A quick look at the suspect (Fig 2) shows a #669 pair on cover with the right hand stamp appearing to have no period after the “Nebr” overprint.
The other thing to note about the pair is the selvage at the top which tells me that this pair came from the top row of a pane. This observation alone is enough to prove that the right hand stamp is not the #669b no period variety because the two stamps without a period come from rows three (position #26) and four (position #36) and it is impossible for position #26 to have the small selvage that appears on the top row of a pane. Fig 3 shows the top half of the upper right pane of #670 (couldn't find a picture of the correct #669 pane) showing the positions of the two no period stamps as well as the selvage found on the top row.

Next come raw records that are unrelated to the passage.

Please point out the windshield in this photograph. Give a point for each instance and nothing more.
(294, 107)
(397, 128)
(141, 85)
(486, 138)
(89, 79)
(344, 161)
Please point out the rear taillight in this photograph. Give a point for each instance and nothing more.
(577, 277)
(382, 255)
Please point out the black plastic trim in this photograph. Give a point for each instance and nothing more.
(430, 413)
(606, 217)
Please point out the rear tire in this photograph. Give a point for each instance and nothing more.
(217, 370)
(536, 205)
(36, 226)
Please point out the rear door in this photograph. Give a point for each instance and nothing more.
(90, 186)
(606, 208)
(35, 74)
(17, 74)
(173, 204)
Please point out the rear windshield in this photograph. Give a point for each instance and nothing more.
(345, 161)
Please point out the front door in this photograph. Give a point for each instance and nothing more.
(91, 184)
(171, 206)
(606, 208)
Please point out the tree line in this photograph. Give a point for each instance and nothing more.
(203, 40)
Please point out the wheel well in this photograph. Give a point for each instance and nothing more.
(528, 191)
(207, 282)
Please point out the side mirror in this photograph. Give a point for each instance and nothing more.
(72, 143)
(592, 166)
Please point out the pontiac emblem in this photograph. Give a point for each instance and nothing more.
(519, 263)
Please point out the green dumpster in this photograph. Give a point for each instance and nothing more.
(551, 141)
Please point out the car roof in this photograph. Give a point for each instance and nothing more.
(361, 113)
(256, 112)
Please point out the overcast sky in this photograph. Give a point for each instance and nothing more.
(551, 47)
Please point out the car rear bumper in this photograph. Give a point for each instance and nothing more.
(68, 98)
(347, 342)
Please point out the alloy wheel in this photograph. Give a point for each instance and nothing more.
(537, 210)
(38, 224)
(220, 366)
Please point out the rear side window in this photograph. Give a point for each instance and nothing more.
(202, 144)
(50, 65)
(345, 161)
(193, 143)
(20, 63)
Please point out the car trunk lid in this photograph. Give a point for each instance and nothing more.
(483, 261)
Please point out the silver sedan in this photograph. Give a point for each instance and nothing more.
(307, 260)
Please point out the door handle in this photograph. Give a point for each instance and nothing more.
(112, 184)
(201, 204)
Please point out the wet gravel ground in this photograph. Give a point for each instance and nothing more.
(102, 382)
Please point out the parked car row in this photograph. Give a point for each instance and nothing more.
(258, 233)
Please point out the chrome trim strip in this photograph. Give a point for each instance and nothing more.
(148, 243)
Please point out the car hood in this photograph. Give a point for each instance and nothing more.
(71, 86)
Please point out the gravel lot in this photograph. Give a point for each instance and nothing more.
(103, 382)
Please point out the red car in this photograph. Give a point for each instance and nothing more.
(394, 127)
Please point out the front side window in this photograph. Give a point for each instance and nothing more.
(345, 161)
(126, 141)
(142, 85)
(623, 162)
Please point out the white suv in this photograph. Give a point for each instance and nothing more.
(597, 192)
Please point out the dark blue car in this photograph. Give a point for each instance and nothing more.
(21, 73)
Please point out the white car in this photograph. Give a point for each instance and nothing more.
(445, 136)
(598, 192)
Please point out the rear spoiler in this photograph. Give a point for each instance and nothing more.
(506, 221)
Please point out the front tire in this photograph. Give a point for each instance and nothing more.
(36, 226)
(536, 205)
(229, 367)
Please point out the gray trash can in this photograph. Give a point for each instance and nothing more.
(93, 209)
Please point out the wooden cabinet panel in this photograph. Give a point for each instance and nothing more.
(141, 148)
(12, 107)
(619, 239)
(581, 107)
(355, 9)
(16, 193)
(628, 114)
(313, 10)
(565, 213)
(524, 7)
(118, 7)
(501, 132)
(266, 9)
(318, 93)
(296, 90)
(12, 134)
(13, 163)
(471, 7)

What if the selvage on the two stamps was not present? Could the right hand stamp be proven that it is not a #669b? Yes, by looking at magnified views of the suspect the remains of the period can be seen. Fig 4 and 5 show a close up of the left hand stamps period and the same area of the right hand stamp.
The arrow in Fig 5 points out specks of black ink used to produce the over print. Fig 6 and 7 are even closer shots of the area containing the period of the two stamps.
As can be seen in Fig 7 there is definite evidence that a period was present but has been scrapped away in order to produce a fake #669b no period variety. I want to state for the record that I’m not in any way implying that the previous owner had anything to do with this alteration.
In conclusion, because the pair came from the top of the sheet and there is evidence of a period on the second stamp I have no doubt that the right hand stamps is an ordinary #669 overprint that has had the period scraped away in an attempt to fake a #669b variety on cover.
As always comments and suggestions are always welcome.